After the USC disaster, half the
team looked like they just wanted the last two games to happen, end the season,
get it over with. The other half looked like they wanted follow USC into a dark
alley and slit their throats. The two halves found common ground with the game
before Thanksgiving: Crocker’s arch-rival, California University Rockridge.

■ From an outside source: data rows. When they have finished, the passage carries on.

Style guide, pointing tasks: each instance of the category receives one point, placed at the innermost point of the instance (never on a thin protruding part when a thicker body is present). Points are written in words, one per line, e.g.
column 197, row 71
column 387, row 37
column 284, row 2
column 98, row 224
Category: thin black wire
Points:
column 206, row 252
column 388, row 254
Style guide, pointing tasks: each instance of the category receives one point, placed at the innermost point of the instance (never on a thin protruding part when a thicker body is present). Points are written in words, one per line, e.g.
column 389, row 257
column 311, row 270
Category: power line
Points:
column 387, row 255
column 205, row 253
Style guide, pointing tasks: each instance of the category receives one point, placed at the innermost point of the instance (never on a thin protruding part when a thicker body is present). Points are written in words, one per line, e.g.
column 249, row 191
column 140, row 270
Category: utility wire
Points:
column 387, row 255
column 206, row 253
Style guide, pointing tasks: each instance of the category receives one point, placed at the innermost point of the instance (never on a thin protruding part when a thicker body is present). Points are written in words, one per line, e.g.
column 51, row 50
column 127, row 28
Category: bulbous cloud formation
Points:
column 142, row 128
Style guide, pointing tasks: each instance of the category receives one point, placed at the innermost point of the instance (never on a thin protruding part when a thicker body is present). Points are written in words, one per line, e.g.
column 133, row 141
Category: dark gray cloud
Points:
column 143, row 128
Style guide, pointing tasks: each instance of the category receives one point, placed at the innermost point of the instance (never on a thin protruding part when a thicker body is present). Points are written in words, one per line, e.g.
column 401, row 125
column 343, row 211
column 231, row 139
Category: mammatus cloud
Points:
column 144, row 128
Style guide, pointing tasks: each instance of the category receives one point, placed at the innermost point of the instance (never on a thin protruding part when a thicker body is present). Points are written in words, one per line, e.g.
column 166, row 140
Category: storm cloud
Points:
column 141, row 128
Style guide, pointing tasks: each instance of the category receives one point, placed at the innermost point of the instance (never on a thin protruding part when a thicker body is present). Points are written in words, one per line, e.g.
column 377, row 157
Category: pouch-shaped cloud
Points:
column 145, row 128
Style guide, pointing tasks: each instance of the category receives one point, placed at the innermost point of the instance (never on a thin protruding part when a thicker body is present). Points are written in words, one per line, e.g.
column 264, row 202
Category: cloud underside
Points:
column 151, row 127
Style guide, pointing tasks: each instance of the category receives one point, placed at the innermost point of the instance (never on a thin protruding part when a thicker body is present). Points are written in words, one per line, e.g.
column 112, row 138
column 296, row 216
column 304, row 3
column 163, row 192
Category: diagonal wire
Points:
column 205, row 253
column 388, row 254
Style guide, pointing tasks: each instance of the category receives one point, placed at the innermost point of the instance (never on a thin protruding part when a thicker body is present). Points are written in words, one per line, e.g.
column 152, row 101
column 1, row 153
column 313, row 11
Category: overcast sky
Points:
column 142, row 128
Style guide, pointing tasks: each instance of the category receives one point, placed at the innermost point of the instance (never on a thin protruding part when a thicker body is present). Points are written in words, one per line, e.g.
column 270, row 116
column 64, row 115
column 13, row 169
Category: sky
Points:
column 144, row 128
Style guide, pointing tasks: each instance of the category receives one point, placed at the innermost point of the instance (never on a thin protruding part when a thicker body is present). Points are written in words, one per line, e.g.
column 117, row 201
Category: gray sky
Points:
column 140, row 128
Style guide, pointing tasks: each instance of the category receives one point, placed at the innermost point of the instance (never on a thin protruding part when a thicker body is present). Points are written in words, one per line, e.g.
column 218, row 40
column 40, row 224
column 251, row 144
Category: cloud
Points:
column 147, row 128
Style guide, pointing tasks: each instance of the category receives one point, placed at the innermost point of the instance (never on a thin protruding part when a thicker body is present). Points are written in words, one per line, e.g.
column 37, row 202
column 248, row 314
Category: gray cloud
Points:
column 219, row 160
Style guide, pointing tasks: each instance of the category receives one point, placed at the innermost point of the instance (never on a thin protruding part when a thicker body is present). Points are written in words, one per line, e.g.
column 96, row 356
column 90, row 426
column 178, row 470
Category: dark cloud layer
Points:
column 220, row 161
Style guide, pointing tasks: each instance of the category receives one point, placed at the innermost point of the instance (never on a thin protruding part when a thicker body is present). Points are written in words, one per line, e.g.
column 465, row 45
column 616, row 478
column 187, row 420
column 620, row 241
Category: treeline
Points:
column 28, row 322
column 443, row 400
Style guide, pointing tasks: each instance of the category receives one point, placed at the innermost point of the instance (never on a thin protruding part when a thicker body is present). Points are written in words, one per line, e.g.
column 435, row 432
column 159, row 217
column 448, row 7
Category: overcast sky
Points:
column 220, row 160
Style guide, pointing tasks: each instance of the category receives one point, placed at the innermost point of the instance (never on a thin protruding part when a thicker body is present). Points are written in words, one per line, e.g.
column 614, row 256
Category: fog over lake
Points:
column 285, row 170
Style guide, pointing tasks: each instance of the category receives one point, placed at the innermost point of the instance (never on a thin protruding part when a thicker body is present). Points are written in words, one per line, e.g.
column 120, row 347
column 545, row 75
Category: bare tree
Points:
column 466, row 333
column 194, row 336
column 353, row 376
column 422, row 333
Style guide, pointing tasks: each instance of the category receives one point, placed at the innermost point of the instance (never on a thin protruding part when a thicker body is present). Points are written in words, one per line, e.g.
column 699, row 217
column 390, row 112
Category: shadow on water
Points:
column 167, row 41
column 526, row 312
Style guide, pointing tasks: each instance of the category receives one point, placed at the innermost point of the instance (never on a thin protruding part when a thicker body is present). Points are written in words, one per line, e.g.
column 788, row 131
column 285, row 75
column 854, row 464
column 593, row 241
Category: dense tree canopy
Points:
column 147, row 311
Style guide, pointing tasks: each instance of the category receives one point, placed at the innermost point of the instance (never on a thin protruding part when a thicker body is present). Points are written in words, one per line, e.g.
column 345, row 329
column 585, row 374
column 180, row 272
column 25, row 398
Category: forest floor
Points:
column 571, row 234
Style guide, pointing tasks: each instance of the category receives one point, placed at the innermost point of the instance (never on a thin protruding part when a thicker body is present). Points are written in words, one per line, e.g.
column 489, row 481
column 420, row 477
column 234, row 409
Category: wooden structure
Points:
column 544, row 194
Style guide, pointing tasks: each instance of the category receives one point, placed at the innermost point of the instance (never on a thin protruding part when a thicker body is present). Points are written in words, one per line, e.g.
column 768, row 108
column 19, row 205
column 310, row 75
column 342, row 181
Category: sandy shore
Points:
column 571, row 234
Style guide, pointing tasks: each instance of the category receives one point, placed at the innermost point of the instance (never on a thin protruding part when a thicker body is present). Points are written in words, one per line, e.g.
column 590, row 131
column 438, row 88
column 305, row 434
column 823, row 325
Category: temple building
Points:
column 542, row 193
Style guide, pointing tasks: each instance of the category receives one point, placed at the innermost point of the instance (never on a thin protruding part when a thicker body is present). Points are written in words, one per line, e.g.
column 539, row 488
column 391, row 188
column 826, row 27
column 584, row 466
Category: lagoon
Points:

The week before the game was Hammer
Week, and the campus, which had been indifferent to football all season,
exploded with anti-Rockridge spirit. The fountains gushed red water, “beat CU” signs
hung from dorm windows and the student union railings, stuffed toy animals
vaguely resembling mountain lions were subjected to all sorts of inventive
means of disposal. On the way to practice every morning, sorority girls lined
the sidewalk and chanted to the team, “Beat CU!” Someone hacked into a giant
LED in the atrium of the School of Engineering and turned it into “The
Rockridge Deathwatch Clock,” counting down the seconds until Crocker won back
the Golden Hammer.

Since the Golden Hammer was
presently in Rockridge’s possession, and had been for a bitter five years,
Lowell had never seen it and envisioned a large, trophy-sized hammer sculpture
in gold. When the Rockridge student custodians brought it out for the Hammer
Game, the Crocker freshmen lined up to get their first look. It was an old
prospector’s hammer with some patches of gold leaf on it, mounted to a wooden
plaque with the results of every Hammer Game printed on it. Not exactly
inspiring, but Lowell kept that thought to himself; Crocker took the Hammer
seriously.

Rockridge had begun their season
like bats out of hell, dominating their first six games before falling to USC.
They were coming off an easy win over Arizona. Lowell wasn’t sure what to make
of Rockridge, though his gut told him if they could fall to SC, they could fall
to Crocker. And Crocker was pumped for the game. They had one motivation CU
didn’t: they hadn’t held the Hammer for five years. No one on Crocker’s current
roster had ever played on a team that had won it.